Bağış ve Downer |
Prof. Dr. Ata ATUN |
|
Geçen haftaya Türkiye Cumhuriyeti Avrupa Birliği Bakanı ve Baş müzakereci Egemen Bağış’ın sözleri ile BM Genel Sekreteri Bank Ki Moon’un Kıbrıs Özel Danışmanı Alexander Downer’in KKTC’de gizli kapılar ardında yaptığı kulis faaliyeti damgasını vurdu.
Özel Danışman Downer’in KKTC’yi ziyaret edip bazı Siyasi Parti, Sivil Toplum Örgütü ve Sendika yöneticilerini, “Türk tarafının detaylara boğularak müzakerelerin akışını yavaşlattığı” suçlamasıyla Cumhurbaşkanı Dr. Derviş Eroğlu’na karşı kışkırtarak, seslerini yükseltmesini istemesi, KKTC halkından büyük tepki görmesine neden olmuştu.

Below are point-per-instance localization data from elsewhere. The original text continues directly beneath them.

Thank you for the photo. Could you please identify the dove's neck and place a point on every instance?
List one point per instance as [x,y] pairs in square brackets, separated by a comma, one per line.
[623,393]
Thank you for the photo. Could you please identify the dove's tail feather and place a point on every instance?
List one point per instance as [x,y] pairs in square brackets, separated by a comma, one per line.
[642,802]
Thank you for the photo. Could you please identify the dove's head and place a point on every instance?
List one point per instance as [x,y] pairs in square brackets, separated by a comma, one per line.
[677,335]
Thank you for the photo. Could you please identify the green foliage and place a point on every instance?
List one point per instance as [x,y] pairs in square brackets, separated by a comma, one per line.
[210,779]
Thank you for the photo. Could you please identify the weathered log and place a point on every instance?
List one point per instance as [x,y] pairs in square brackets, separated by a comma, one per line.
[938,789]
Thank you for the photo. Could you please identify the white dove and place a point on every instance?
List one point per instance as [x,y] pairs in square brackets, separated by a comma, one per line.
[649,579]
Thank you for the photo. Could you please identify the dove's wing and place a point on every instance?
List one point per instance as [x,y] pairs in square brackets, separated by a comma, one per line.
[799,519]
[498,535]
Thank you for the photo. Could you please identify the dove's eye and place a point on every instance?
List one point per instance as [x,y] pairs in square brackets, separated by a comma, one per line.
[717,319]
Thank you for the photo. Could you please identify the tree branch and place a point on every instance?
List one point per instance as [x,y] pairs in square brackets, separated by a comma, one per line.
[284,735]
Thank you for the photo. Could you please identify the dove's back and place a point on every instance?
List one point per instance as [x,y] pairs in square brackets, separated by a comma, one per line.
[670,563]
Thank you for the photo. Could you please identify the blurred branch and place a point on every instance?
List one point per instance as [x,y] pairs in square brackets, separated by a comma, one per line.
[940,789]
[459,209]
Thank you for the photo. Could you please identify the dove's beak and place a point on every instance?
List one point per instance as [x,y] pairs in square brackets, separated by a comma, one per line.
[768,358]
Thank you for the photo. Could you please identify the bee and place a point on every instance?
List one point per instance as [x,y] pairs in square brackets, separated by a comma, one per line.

Bu ziyaret sonrasında kimlerin yapay ve sudan bahanelerle Eroğlu’na çattığını görmek ilginç oldu. Özellikle de “bayram değil, seyran değil, eniştem beni niye öptü” misali bir siyasi partinin müzakerelerin gidişatı ile ilgili protesto yürüyüşü yapması ve bazı sendikaların da Downer’in istekleri doğrultusunda açıklama yapmaları, Downer’in kimleri KKTC’de piyon gibi kullandığını su yüzüne çıkardı.
İşin ilginç yanı, Avrupa Birliği Bakanı ve Baş müzakereci Egemen Bağış’ın Londra’da Intercontinental Otel’de söylediği “Seçeneklerin arasında birleşmenin de bulunduğu ve 44 yıldır devam eden müzakerelerin çıkmaza girmesi durumunda KKTC’nin Türkiye’ye ilhakının da çözüm modellerinden bir tanesi olduğu” sözlerine tepki gösterenler de aynı Siyasi Parti, aynı Sivil Toplum Örgütü ve aynı Sendika yöneticileri.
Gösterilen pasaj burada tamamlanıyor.